School districts aren't required to provide bus transportation for students under the state constitution, the Indiana Supreme Court said Tuesday in a ruling that could impact cash-strapped districts.
The decision stems from a case involving the Franklin Township school district in Indianapolis, which was sued after it eliminated free bus service for the 2011-2012 school year. The 9,000-student district turned to a private contractor and required parents to pay for their children to ride after voters rejected a referendum to raise property taxes to help close an $8 million budget shortfall.
Long lines of cars formed as angry parents opted to drive their children rather than pay hundreds of dollars for bus service. Two parents filed a class-action lawsuit, arguing that bus service was required under the constitution's Education Clause. The district reinstated service, and lawmakers in 2012 revised state law to specify that districts "may" provide transportation but cannot charge fees unless it's for special events.

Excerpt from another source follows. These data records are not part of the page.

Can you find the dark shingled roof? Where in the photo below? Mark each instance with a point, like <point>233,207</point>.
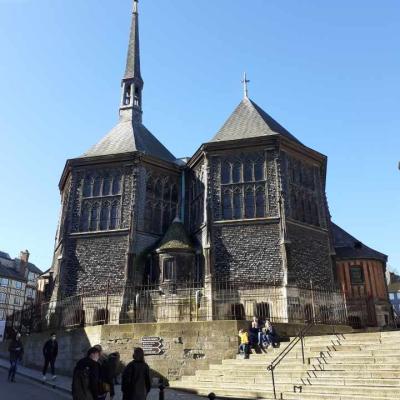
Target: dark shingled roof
<point>128,136</point>
<point>10,273</point>
<point>176,238</point>
<point>348,247</point>
<point>249,120</point>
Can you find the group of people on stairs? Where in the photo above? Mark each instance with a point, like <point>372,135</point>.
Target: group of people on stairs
<point>259,337</point>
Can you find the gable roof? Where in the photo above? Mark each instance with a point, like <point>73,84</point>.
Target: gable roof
<point>249,120</point>
<point>10,273</point>
<point>129,136</point>
<point>348,247</point>
<point>176,238</point>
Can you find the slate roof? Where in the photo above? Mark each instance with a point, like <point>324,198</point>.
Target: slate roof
<point>348,247</point>
<point>6,272</point>
<point>129,136</point>
<point>394,287</point>
<point>176,238</point>
<point>249,120</point>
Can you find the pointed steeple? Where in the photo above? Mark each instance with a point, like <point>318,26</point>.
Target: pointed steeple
<point>132,83</point>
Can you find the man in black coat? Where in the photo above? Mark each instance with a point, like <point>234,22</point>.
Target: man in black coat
<point>50,351</point>
<point>86,378</point>
<point>16,350</point>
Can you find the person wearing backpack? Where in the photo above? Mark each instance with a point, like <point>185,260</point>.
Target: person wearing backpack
<point>16,350</point>
<point>50,351</point>
<point>136,383</point>
<point>86,378</point>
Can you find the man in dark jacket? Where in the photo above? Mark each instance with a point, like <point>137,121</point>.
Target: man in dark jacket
<point>16,350</point>
<point>50,351</point>
<point>86,378</point>
<point>136,383</point>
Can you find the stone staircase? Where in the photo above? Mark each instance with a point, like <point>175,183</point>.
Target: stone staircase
<point>338,367</point>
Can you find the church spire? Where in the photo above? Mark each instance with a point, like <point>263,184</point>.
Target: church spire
<point>132,83</point>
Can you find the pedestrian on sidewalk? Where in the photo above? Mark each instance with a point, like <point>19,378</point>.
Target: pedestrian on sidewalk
<point>50,351</point>
<point>86,378</point>
<point>136,383</point>
<point>244,343</point>
<point>16,350</point>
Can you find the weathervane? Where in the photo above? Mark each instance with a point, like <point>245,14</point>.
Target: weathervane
<point>245,81</point>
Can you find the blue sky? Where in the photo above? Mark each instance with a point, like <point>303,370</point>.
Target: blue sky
<point>327,71</point>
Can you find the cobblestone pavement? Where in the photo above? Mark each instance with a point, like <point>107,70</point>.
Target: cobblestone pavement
<point>33,388</point>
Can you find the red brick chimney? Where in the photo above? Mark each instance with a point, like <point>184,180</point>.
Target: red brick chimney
<point>24,258</point>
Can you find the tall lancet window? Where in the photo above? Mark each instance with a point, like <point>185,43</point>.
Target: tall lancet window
<point>100,201</point>
<point>127,94</point>
<point>243,194</point>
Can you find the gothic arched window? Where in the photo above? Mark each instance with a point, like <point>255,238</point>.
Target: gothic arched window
<point>237,172</point>
<point>237,204</point>
<point>94,217</point>
<point>249,203</point>
<point>96,186</point>
<point>114,215</point>
<point>259,171</point>
<point>166,217</point>
<point>84,222</point>
<point>106,185</point>
<point>104,216</point>
<point>248,171</point>
<point>157,218</point>
<point>174,195</point>
<point>87,187</point>
<point>158,190</point>
<point>167,192</point>
<point>116,189</point>
<point>260,203</point>
<point>227,204</point>
<point>225,172</point>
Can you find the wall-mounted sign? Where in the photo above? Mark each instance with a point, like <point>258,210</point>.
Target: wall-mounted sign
<point>152,345</point>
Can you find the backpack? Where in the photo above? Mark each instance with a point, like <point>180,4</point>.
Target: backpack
<point>80,384</point>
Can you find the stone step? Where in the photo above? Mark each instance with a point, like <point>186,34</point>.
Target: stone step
<point>290,380</point>
<point>384,392</point>
<point>334,351</point>
<point>348,381</point>
<point>305,367</point>
<point>318,396</point>
<point>393,373</point>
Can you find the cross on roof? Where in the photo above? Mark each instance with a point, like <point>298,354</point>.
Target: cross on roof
<point>245,81</point>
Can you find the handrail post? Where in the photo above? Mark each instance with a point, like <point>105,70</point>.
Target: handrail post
<point>273,380</point>
<point>161,387</point>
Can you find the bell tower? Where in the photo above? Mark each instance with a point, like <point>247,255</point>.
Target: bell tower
<point>132,83</point>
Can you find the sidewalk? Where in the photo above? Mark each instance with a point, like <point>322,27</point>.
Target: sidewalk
<point>63,383</point>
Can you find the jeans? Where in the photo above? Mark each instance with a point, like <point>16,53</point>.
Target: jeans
<point>48,361</point>
<point>13,369</point>
<point>244,348</point>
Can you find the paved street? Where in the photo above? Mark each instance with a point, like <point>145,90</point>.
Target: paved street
<point>26,389</point>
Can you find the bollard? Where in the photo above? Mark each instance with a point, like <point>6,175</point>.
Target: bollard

The Indiana Court of Appeals found the school district violated the constitution when it stopped providing transportation to and from school. But the Supreme Court justices rejected that, saying while the constitution refers to a free public education, "the framers did not intend for every aspect of public education to be free."
"This court does not dispute that being present at school is necessary to avail oneself of the benefits of the education offered there. However, that does not necessarily lead to the conclusion that the school corporation alone must provide transportation under the Education Clause," Justice Steven David wrote.

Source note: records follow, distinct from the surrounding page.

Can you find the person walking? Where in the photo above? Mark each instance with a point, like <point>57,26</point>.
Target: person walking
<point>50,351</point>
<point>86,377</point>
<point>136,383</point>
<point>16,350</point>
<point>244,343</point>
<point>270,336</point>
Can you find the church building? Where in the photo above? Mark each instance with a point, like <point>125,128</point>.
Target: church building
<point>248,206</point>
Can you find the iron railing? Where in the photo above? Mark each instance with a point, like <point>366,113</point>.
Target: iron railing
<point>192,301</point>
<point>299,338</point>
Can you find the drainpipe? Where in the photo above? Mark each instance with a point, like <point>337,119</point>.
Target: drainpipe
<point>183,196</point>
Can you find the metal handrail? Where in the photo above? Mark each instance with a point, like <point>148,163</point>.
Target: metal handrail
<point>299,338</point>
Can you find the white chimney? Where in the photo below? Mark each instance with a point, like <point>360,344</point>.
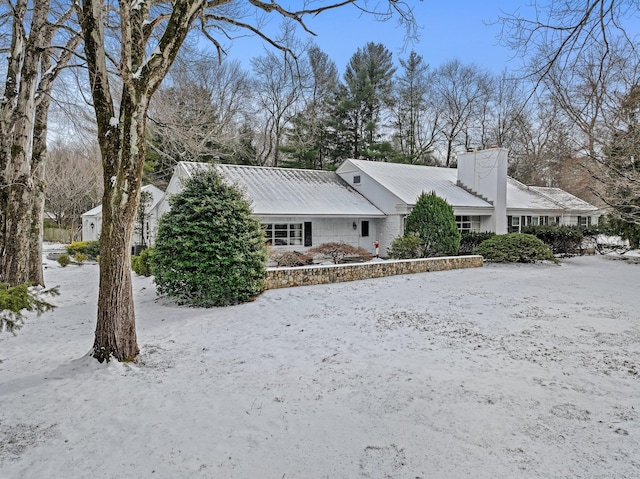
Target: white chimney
<point>484,173</point>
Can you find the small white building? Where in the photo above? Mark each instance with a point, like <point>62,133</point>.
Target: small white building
<point>368,201</point>
<point>92,220</point>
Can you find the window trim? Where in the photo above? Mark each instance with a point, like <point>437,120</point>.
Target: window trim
<point>293,234</point>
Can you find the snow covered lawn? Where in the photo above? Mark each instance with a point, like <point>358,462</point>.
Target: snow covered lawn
<point>497,372</point>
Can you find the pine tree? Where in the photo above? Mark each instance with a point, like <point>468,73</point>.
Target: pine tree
<point>432,219</point>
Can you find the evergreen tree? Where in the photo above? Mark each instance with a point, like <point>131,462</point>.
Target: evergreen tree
<point>367,90</point>
<point>432,219</point>
<point>621,174</point>
<point>210,251</point>
<point>414,134</point>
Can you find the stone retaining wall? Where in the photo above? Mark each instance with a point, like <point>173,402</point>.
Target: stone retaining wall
<point>308,275</point>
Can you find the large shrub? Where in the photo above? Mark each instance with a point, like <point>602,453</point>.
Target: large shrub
<point>209,250</point>
<point>514,248</point>
<point>615,226</point>
<point>290,259</point>
<point>408,246</point>
<point>471,239</point>
<point>563,240</point>
<point>432,219</point>
<point>340,252</point>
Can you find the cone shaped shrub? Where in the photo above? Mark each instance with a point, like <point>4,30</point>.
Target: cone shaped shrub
<point>432,219</point>
<point>209,251</point>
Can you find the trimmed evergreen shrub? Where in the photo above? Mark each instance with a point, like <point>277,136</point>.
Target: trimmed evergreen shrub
<point>514,248</point>
<point>209,250</point>
<point>90,248</point>
<point>405,247</point>
<point>15,301</point>
<point>64,260</point>
<point>339,252</point>
<point>142,264</point>
<point>469,240</point>
<point>562,239</point>
<point>290,258</point>
<point>432,219</point>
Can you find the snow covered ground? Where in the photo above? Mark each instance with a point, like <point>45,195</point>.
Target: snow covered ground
<point>498,372</point>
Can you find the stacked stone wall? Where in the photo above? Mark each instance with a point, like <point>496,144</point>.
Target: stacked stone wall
<point>310,275</point>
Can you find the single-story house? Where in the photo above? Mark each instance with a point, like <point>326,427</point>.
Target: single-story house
<point>92,220</point>
<point>367,201</point>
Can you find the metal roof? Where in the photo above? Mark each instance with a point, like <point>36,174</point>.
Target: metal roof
<point>285,191</point>
<point>407,182</point>
<point>564,198</point>
<point>521,196</point>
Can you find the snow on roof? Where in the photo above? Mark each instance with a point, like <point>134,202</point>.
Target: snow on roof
<point>156,195</point>
<point>407,182</point>
<point>285,191</point>
<point>564,198</point>
<point>523,197</point>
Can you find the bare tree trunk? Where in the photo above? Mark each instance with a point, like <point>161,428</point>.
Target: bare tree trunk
<point>18,176</point>
<point>123,162</point>
<point>38,161</point>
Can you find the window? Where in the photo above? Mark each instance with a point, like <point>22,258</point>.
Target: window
<point>364,229</point>
<point>584,221</point>
<point>467,224</point>
<point>283,234</point>
<point>514,224</point>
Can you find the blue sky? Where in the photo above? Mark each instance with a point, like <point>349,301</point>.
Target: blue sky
<point>462,29</point>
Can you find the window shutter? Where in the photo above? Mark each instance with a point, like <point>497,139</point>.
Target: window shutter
<point>307,233</point>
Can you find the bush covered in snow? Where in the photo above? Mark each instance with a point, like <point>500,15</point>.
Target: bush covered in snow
<point>290,259</point>
<point>209,251</point>
<point>514,248</point>
<point>408,246</point>
<point>340,253</point>
<point>470,239</point>
<point>562,239</point>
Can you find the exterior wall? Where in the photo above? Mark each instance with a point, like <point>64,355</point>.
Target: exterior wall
<point>310,275</point>
<point>328,230</point>
<point>485,173</point>
<point>89,233</point>
<point>389,229</point>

The unanimous ruling said the court has "neither the ability nor the duty" to establish requirements for school systems, a duty that falls to lawmakers and state code.
"It will inevitably require some families to make alternative accommodations, but it will not close the schoolhouse doors," David wrote of Tuesday's decision.
Franklin Township Supt. Flora Reichanadter said the district is "pleased to have found closure."
"Obviously, it affirms our case that we indeed were not acting in an unconstitutional way when we had to make the tough decision to eliminate bus service," she said.